3.2 MAC Receiver - Data Extraction
After receiving the returned data, the MAC end needs to inspect it, first extracting the payload data and the redundancy check code crc_cmp. When the length of the sent data packet is uncertain, the corresponding data and check code cannot be extracted using a counter. The feasible operation is shown in the timing diagram of Figure 6.
At the receiving end, if the first byte of the preamble (55) is detected, the counter starts counting. When the count reaches 14, the next clock cycle begins, generating the actual data to be transmitted, producing the Rx_dv_i signal. This signal remains low until four bytes of checksum are received, at which point it is pulled low, and Rx_dv_i is delayed by four clock cycles to obtain the Rx_dv_a4 signal. Simultaneously, Rx_data is also delayed by four clock cycles. When both Rx_dv and Rx_dv_a4 are high, the data on Rx_data_d4 is the payload data. When Rx_dv is low and Rx_dv_a3 is high, Rx_data_a4 contains the checksum. Using this scheme, even without knowing the exact number of data bytes transmitted, the payload data and FCS checksum data can be extracted separately.
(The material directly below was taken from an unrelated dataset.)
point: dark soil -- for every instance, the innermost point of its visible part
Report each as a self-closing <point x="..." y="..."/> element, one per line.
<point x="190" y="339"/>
3.3 Circuit Function Simulation
After the relevant data is extracted, the data from the sending end is compared with the received data. If they are different, a low-level data_error signal is generated to indicate an error. Simultaneously, the received data is sent to the CRC encoding circuit to generate a checksum rx_crc. The sender's checksum crc_cmp is compared with rx_crc; if they are different, a low-level crc_error signal is generated. Finally, the error indication signal 'error' is generated by ANDing data_error and crc_error.
After the design was completed, the circuit was simulated using Modelsim software. The simulation waveform is shown in Figure 7. It can be seen that the three error flag signals are all at a high level after the circuit starts working, indicating that the circuit has successfully completed the data transmission between the MAC and PHY.
4. Conclusion
High-speed serial transmission technology is one of the three major application areas for FPGAs in the future. This paper starts from the overall structure and basic protocol of Ethernet transmission and designs a gigabit Ethernet transmission system. Using MAC+PHY as the core, it completes the basic functions of the physical layer and data link layer in the network architecture. Simulation verifies that the data is transmitted accurately and reliably between the data link layer and the physical layer, demonstrating good stability and high flexibility. This system can also be used to transmit images and large amounts of data.